What fascinates me the most is the fact that these associations actively share the experience and knowledge with associations outside the Republic of Macedonia. They also have active cooperation with scientists and medical staff from Macedonia and from international locations as well. In my country, it is said that the best advice you can get is from a person that is facing the same problem as you are. That is why I think that all associations should continue and share the work they are doing so that they can encourage people with diabetes to join them and inspire them to talk about their condition.
In my country, the amount of support we get from our family and friends is very important for us. My family and friends wanted to know and understand what diabetes is. They listened to what I think and feel, and supported and join me in making healthy changes. For example, 3 years ago, I changed my diet. It ended up being quite easy for me, because my mother ate the same foods that I did. My family always take care to have appropriate food and drinks for me in their houses.

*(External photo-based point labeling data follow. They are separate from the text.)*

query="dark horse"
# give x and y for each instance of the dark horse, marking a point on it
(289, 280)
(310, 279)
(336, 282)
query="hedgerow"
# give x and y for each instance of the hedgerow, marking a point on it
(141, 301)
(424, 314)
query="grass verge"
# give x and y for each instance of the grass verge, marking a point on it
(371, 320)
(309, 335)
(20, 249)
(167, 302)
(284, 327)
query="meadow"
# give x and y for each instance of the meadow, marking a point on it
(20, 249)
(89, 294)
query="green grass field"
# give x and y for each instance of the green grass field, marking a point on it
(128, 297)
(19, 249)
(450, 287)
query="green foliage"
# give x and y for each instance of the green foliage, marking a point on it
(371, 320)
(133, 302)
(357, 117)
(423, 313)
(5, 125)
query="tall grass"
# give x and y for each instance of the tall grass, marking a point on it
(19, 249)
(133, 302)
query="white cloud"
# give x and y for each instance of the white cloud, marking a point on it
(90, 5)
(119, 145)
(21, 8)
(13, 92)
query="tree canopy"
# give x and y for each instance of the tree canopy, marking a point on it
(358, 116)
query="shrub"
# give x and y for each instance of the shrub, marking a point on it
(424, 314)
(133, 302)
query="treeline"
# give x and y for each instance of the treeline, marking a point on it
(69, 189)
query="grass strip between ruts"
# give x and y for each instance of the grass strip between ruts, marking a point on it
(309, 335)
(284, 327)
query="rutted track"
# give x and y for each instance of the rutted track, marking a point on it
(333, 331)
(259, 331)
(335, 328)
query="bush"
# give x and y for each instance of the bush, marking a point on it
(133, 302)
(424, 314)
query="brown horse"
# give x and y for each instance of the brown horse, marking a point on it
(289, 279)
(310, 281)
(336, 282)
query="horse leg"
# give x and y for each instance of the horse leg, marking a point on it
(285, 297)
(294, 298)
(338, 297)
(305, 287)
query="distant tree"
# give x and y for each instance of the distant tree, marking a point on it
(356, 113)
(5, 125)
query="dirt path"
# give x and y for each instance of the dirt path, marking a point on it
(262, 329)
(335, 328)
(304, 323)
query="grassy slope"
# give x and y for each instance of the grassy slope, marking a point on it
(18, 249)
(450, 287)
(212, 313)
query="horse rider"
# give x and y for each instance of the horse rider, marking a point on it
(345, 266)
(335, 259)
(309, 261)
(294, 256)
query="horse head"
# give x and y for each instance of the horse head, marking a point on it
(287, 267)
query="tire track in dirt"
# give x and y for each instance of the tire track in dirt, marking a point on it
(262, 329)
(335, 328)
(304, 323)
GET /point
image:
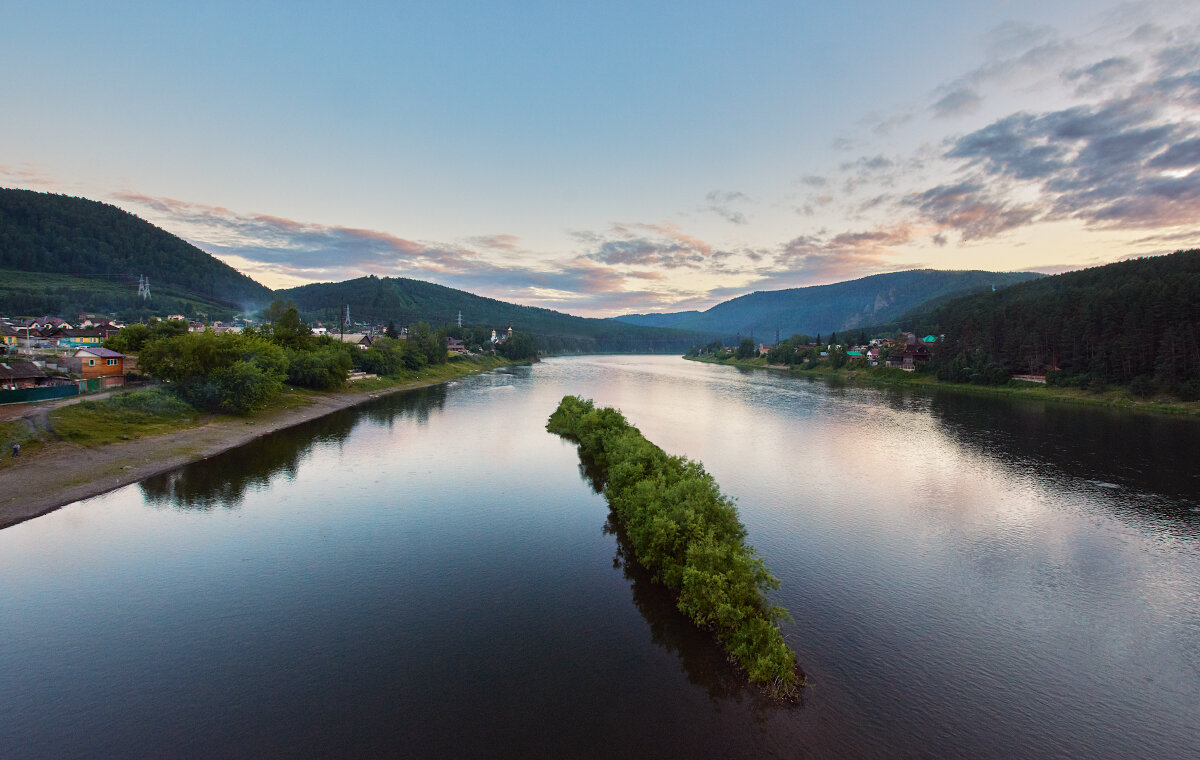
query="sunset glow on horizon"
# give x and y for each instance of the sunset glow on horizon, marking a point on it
(622, 157)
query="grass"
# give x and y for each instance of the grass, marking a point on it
(18, 431)
(126, 416)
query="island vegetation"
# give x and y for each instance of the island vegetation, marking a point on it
(688, 534)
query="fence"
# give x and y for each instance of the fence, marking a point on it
(39, 394)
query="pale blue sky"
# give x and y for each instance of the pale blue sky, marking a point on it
(613, 157)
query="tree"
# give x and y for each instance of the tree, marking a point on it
(747, 349)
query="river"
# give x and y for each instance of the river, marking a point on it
(431, 575)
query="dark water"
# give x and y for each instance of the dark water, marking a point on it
(431, 576)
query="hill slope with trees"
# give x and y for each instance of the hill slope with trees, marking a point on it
(832, 307)
(1134, 322)
(406, 301)
(96, 253)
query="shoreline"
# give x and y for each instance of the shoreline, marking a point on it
(1031, 393)
(43, 483)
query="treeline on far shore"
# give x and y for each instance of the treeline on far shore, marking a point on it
(241, 372)
(1132, 325)
(688, 534)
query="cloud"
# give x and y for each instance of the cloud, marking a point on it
(1101, 75)
(959, 100)
(817, 258)
(720, 203)
(497, 243)
(649, 245)
(1128, 161)
(967, 209)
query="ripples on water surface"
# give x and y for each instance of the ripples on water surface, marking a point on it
(431, 576)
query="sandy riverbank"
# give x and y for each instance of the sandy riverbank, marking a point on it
(63, 472)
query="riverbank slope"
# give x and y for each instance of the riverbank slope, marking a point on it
(52, 472)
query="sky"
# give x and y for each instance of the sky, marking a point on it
(616, 157)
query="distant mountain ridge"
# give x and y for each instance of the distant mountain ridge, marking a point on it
(829, 307)
(106, 250)
(403, 300)
(1138, 319)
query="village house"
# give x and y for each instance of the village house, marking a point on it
(359, 339)
(97, 367)
(18, 373)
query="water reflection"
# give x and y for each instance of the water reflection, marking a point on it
(1113, 452)
(225, 479)
(701, 657)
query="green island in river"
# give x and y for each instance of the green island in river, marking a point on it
(688, 534)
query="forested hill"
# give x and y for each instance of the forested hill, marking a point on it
(1133, 319)
(105, 250)
(829, 307)
(406, 301)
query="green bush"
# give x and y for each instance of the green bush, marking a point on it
(321, 369)
(688, 534)
(156, 401)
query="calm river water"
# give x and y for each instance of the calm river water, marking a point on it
(431, 576)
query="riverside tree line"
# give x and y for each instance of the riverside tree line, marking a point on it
(1133, 324)
(240, 372)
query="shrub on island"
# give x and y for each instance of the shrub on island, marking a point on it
(687, 533)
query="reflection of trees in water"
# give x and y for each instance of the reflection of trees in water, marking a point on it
(701, 657)
(1110, 448)
(414, 405)
(222, 480)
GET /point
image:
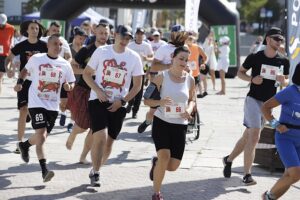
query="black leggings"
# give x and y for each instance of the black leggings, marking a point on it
(169, 136)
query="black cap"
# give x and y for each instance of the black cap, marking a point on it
(79, 31)
(25, 24)
(124, 30)
(177, 28)
(140, 30)
(296, 75)
(274, 31)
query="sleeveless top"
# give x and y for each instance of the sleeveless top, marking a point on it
(194, 60)
(179, 93)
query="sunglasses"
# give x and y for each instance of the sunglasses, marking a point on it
(277, 39)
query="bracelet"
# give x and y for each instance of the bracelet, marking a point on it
(20, 81)
(274, 123)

As I mentioned, it was not always so easy, especially when I was facing an unfamiliar situation. Back in 1998 when I was diagnosed with type 1 diabetes, only the insulin and needles were available free of charge. My parents had to buy the blood glucose metes, blood glucose test strips and lancets. But, after some time, the blood glucose self-testing equipment was covered for all people with diabetes.
Nowadays, thanks to the technology development, there are insulin pumps and continuous glucose monitoring systems available, which simplifies the way people manage their diabetes while improving their glucose levels and lifestyle. Unfortunately, the pumps are available only for children under the age of 12 and the sensor are too expensive for the Macedonian standard income. That is why I believe should come together as one and fight for our rights to ensure that everyone can get better treatment.

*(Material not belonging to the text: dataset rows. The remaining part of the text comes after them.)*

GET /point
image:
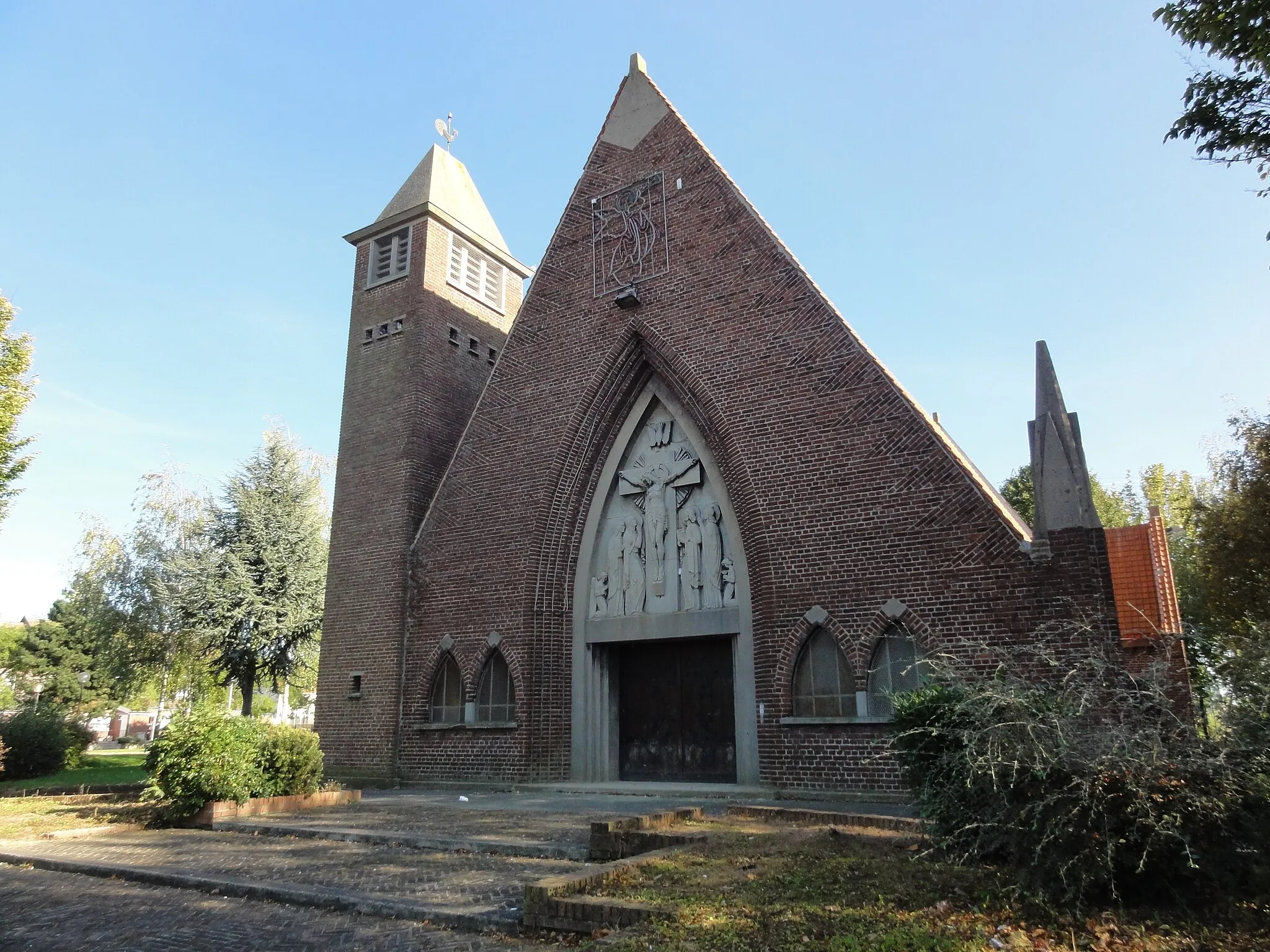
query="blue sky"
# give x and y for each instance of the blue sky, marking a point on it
(962, 179)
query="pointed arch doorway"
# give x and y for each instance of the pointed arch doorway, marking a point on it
(664, 662)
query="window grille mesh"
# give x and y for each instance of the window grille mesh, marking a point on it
(895, 668)
(447, 695)
(495, 700)
(824, 685)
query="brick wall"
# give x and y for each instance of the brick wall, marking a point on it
(407, 399)
(846, 494)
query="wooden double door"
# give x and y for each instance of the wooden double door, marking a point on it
(676, 711)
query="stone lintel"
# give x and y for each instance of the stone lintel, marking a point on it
(672, 625)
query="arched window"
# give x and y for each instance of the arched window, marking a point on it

In my opinion, having a life with diabetes is a topic everyone should be familiar with. As the number of people with diabetes is constantly rising, everyone should get more educated, become aware and learn how to recognize and help someone whose blood sugar has dropped too low or bring high glucose level down.
In order to help other people realize that diabetes doesn’t have to limit their ability to do anything, so long as they are properly supported, I started writing a blog: Diabetes is my life. I write about my everyday experiences with type 1 diabetes, and how I manage to have a healthy life. I hope my stories will inspire many others to share their experiences and healthy advice on how to live with diabetes.